Desgraciadamente no se cuidó mucho el embalaje y varias piezas se rompieron o resultaron dañadas en el traslado. Peor aún: una docena desapareció, entre ellas la copa de ágata decorada con veinticinco rubíes y diecinueve esmeraldas.

Una vez identificada su adquisición, Aldo pensó que sería conveniente ofrecerla a la Corona española a fin de que se reuniera en el palacio del Prado con sus hermanas supervivientes. Escribió, pues, al rey Alfonso XIII y a modo de respuesta recibió una invitación.

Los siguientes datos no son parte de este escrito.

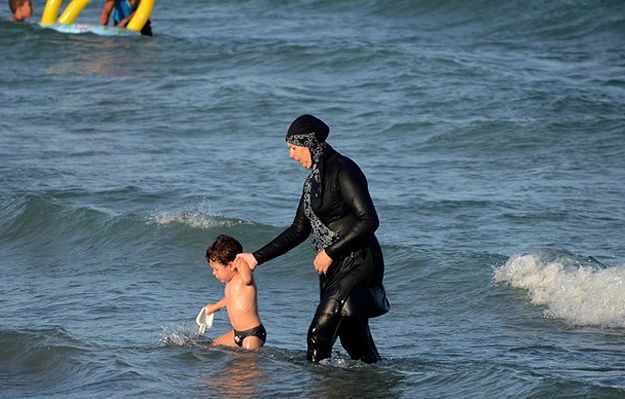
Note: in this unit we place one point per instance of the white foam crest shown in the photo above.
(578, 294)
(195, 219)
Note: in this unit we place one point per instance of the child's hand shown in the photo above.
(211, 308)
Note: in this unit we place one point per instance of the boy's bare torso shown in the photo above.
(241, 304)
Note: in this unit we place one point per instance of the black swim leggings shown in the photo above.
(354, 334)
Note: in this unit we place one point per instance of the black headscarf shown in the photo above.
(311, 132)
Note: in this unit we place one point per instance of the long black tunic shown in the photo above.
(353, 283)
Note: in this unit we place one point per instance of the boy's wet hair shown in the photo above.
(13, 4)
(224, 249)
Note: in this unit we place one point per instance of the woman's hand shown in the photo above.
(248, 258)
(322, 262)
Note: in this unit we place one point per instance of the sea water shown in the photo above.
(493, 139)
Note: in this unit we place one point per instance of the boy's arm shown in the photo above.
(215, 307)
(106, 12)
(245, 272)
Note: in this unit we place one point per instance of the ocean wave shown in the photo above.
(578, 291)
(196, 219)
(40, 357)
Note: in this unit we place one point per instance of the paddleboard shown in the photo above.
(94, 29)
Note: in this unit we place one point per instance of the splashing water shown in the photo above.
(581, 294)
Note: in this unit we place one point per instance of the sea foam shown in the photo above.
(578, 292)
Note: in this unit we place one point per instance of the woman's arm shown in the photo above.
(245, 272)
(355, 193)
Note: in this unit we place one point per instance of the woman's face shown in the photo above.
(300, 154)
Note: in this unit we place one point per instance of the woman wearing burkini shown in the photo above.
(336, 207)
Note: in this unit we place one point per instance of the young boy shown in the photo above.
(239, 295)
(21, 9)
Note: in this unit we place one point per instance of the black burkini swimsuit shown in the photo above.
(352, 291)
(258, 331)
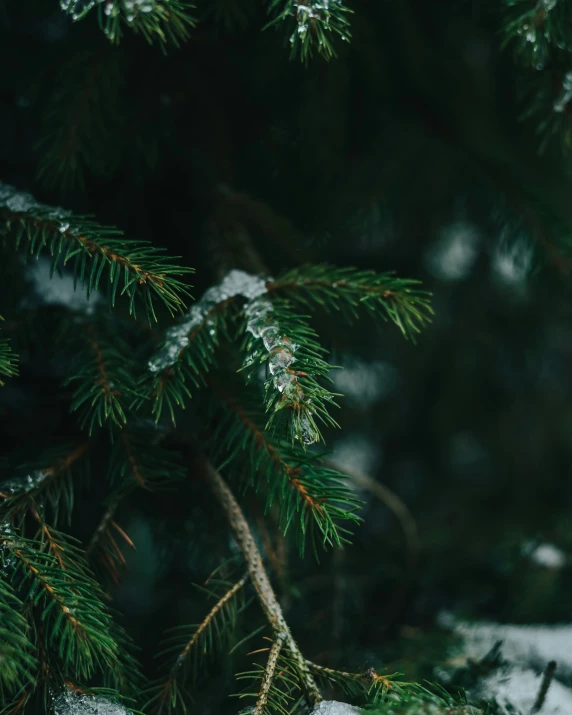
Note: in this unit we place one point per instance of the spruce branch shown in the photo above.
(187, 648)
(164, 21)
(8, 361)
(382, 295)
(393, 502)
(46, 483)
(305, 490)
(259, 578)
(278, 337)
(312, 24)
(276, 683)
(18, 663)
(78, 626)
(142, 270)
(105, 373)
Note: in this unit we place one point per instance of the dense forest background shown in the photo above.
(432, 146)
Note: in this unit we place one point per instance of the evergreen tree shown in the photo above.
(170, 499)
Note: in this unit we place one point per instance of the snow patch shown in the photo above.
(334, 707)
(516, 690)
(71, 703)
(59, 289)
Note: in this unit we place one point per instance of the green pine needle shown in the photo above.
(164, 21)
(313, 500)
(312, 25)
(134, 268)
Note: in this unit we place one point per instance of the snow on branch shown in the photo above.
(167, 21)
(312, 24)
(135, 268)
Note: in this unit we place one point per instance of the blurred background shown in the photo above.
(407, 152)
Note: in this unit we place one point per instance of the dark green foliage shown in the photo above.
(188, 648)
(46, 484)
(52, 575)
(82, 121)
(17, 661)
(134, 268)
(414, 149)
(312, 25)
(311, 500)
(347, 290)
(165, 22)
(8, 361)
(105, 373)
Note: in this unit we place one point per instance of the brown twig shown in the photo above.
(259, 577)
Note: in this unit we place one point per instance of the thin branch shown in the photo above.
(269, 674)
(259, 577)
(209, 617)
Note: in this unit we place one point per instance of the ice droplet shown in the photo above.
(71, 703)
(234, 284)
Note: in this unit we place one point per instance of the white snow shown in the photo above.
(548, 555)
(24, 485)
(516, 690)
(59, 289)
(454, 254)
(71, 703)
(531, 646)
(334, 707)
(235, 283)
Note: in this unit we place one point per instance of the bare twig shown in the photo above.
(259, 577)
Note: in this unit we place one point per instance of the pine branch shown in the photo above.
(345, 290)
(18, 664)
(367, 686)
(537, 29)
(303, 488)
(141, 269)
(105, 373)
(394, 503)
(280, 337)
(138, 461)
(46, 484)
(78, 627)
(188, 648)
(312, 24)
(260, 580)
(164, 21)
(8, 361)
(277, 684)
(188, 349)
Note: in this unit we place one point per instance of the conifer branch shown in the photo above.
(104, 372)
(140, 268)
(269, 674)
(8, 361)
(312, 24)
(382, 295)
(296, 480)
(187, 646)
(280, 337)
(393, 502)
(79, 627)
(48, 482)
(260, 580)
(164, 21)
(18, 663)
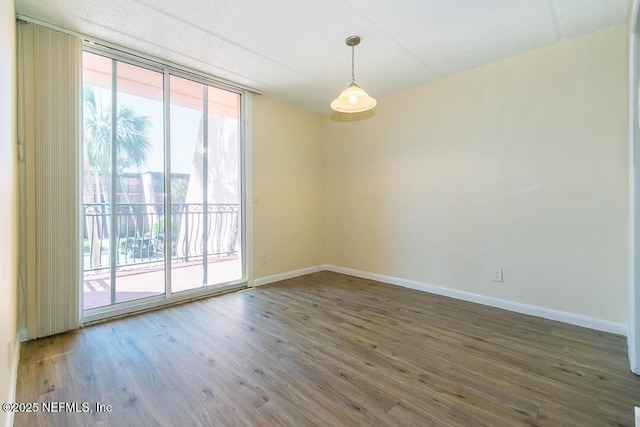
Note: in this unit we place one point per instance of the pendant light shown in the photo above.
(353, 99)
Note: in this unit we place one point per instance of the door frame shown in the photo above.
(633, 336)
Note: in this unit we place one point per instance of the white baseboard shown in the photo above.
(287, 275)
(531, 310)
(545, 313)
(14, 379)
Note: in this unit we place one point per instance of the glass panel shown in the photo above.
(96, 183)
(223, 187)
(187, 177)
(139, 186)
(123, 213)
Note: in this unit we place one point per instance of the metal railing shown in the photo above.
(140, 233)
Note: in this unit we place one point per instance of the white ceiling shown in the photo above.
(295, 50)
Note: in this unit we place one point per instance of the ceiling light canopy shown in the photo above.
(353, 99)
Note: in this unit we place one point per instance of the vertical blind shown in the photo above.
(54, 80)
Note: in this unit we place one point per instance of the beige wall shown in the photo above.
(520, 165)
(288, 185)
(8, 201)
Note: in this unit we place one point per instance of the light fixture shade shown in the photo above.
(353, 100)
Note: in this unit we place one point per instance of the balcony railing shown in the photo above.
(140, 232)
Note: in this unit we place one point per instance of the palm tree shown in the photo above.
(133, 147)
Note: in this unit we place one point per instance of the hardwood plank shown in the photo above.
(331, 350)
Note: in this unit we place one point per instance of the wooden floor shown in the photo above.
(330, 350)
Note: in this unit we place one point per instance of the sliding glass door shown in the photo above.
(162, 188)
(205, 191)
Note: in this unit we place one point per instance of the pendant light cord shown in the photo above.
(353, 60)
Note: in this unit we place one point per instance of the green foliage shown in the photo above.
(132, 135)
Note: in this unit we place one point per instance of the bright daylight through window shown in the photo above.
(156, 227)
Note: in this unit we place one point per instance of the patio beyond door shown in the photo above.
(161, 186)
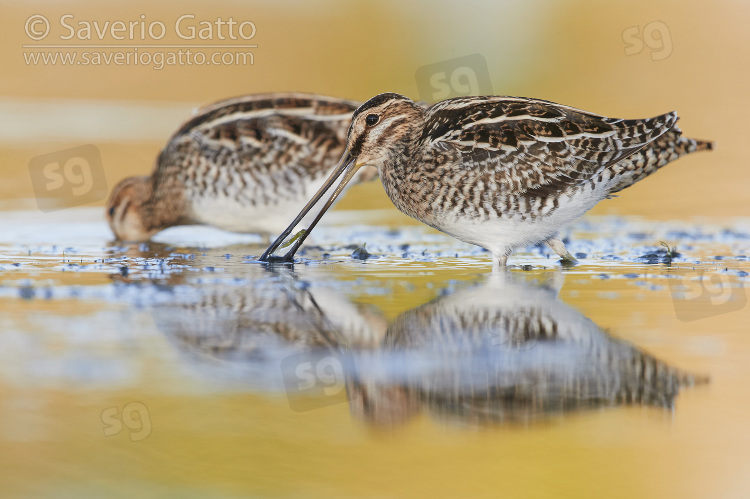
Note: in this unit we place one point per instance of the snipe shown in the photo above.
(498, 172)
(245, 165)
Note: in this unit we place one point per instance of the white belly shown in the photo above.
(229, 213)
(503, 235)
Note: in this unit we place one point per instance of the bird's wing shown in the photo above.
(534, 146)
(262, 135)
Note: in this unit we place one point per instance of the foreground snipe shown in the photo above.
(499, 172)
(245, 165)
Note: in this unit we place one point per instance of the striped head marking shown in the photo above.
(381, 124)
(125, 209)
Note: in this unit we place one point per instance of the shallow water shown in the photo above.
(184, 367)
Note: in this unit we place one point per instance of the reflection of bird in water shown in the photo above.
(501, 351)
(506, 351)
(237, 320)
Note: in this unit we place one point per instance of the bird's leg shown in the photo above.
(499, 262)
(556, 244)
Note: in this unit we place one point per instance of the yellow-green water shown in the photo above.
(169, 380)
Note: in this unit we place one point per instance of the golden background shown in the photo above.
(572, 53)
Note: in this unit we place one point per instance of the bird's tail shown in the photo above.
(665, 149)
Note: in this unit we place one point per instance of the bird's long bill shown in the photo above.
(347, 166)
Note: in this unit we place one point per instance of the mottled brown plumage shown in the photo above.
(244, 164)
(501, 172)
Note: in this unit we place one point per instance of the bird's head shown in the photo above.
(125, 209)
(382, 126)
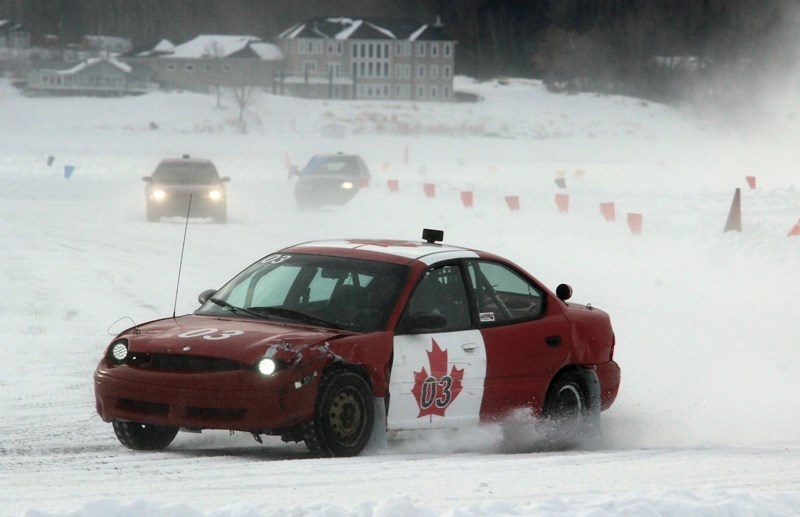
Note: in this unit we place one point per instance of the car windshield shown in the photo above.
(186, 172)
(332, 165)
(334, 292)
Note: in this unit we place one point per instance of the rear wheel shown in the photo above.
(343, 415)
(144, 437)
(571, 419)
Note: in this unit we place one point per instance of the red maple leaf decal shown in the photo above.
(435, 391)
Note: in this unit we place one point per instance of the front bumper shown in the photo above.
(240, 401)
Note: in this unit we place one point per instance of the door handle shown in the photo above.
(469, 348)
(553, 341)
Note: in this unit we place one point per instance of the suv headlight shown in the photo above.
(266, 366)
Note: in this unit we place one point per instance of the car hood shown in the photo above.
(243, 340)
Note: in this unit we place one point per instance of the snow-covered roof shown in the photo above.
(267, 51)
(212, 45)
(344, 28)
(113, 43)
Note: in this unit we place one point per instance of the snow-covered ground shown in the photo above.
(708, 334)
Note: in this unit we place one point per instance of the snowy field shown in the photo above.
(708, 334)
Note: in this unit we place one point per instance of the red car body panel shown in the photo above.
(198, 371)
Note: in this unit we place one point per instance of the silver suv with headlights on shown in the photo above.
(177, 180)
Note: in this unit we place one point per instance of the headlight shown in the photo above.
(118, 352)
(266, 367)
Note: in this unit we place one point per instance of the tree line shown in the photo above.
(661, 49)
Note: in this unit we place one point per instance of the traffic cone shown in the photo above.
(734, 222)
(608, 211)
(562, 202)
(635, 223)
(795, 231)
(513, 203)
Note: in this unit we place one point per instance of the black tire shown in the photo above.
(221, 215)
(343, 415)
(571, 419)
(144, 437)
(152, 215)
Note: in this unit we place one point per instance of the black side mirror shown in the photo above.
(205, 295)
(423, 322)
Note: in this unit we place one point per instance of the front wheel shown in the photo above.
(144, 437)
(343, 415)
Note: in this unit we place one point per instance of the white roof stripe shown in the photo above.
(427, 253)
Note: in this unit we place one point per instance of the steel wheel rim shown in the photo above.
(346, 416)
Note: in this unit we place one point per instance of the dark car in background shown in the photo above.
(330, 179)
(177, 180)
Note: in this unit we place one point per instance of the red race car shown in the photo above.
(309, 341)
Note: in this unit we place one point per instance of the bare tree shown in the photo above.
(245, 97)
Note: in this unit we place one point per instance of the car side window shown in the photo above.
(439, 303)
(503, 295)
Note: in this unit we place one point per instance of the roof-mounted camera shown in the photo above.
(432, 236)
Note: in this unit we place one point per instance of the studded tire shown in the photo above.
(343, 415)
(571, 419)
(144, 437)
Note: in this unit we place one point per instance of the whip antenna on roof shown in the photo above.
(180, 264)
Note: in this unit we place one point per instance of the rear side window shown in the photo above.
(440, 298)
(502, 294)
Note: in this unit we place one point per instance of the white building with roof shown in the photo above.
(342, 57)
(211, 61)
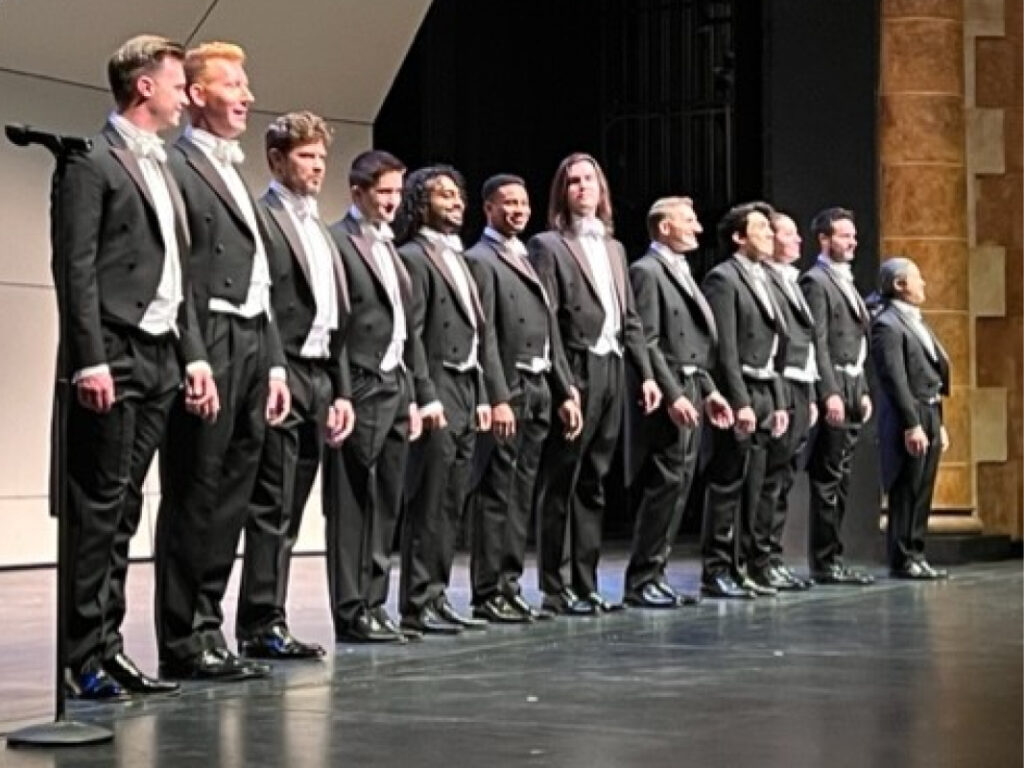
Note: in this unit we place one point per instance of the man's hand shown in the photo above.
(683, 414)
(415, 423)
(483, 418)
(503, 421)
(650, 396)
(779, 423)
(340, 422)
(835, 411)
(279, 402)
(571, 418)
(865, 409)
(915, 441)
(747, 421)
(201, 393)
(96, 392)
(718, 411)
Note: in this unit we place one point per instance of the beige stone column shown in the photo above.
(924, 207)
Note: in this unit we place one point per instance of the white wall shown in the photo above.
(339, 68)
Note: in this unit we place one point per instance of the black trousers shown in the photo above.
(109, 456)
(288, 468)
(569, 497)
(361, 494)
(783, 455)
(664, 484)
(910, 495)
(832, 461)
(207, 473)
(503, 502)
(440, 463)
(732, 528)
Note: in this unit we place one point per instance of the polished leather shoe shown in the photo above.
(840, 574)
(497, 609)
(724, 586)
(518, 602)
(429, 623)
(217, 665)
(565, 603)
(602, 605)
(649, 596)
(278, 642)
(446, 611)
(92, 683)
(133, 680)
(365, 629)
(386, 623)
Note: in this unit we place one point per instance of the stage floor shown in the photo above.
(899, 674)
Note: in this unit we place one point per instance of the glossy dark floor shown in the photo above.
(900, 674)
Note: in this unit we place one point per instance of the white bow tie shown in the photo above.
(590, 227)
(145, 146)
(227, 152)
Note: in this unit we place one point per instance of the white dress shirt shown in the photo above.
(305, 217)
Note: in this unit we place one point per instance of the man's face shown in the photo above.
(379, 203)
(786, 241)
(680, 228)
(222, 98)
(444, 205)
(757, 245)
(842, 244)
(911, 287)
(164, 90)
(302, 169)
(584, 190)
(508, 209)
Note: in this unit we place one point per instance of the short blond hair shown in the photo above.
(660, 210)
(140, 55)
(198, 58)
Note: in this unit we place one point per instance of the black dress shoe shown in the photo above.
(446, 611)
(497, 609)
(518, 603)
(598, 601)
(365, 629)
(92, 683)
(429, 623)
(386, 623)
(278, 642)
(129, 677)
(565, 603)
(840, 574)
(649, 596)
(217, 665)
(724, 586)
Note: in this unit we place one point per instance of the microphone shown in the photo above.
(23, 135)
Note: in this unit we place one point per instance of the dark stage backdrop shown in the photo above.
(723, 100)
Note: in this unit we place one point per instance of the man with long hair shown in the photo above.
(583, 269)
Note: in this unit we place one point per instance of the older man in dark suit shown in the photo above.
(121, 243)
(751, 331)
(844, 402)
(534, 375)
(913, 374)
(583, 269)
(208, 469)
(310, 304)
(682, 341)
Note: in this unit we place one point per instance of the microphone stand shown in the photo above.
(62, 731)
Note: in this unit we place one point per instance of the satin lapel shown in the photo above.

No fue una buena operación financiera, desde luego. Los reyes suelen hacerse de rogar para abrir la cartera, sobre todo si se trata de comprar lo que consideran que les pertenece, y el español no constituía una excepción: fingió creer que era un presente, besó al veneciano en las dos mejillas, le concedió la orden de Isabel II con una emoción que incluso hizo correr una lágrima a lo largo de su imponente nariz borbónica y lo admitió definitivamente «en su intimidad». En otras palabras, Morosini fue tratado como amigo, acompañó al rey en algunas de las locas carreras que le gustaba realizar con los potentes coches que le chiflaban y, sobre todo, fue con él a cazar, lo que le permitió constatar que Alfonso XIII tenía una vista de lince y era increíblemente rápido disparando. Cazando al vuelo con tres escopetas y dos «cargadores», Su Católica Majestad conseguía con frecuencia dar en cinco blancos de cinco: dos delante, dos detrás y el quinto en cualquier dirección. ¡Asombroso! Era sin lugar a dudas el mejor tirador de Europa. Después de una semana disfrutando de tales privilegios, no podía presentar una factura como si fuese un simple tendero. En consecuencia, Aldo dio la copa por perdida y se fue a Sevilla con Victoria Eugenia, dichoso de volver a ver a los Medinaceli y la Casa de Pilatos, una de las residencias más bonitas erigidas bajo el cielo de España.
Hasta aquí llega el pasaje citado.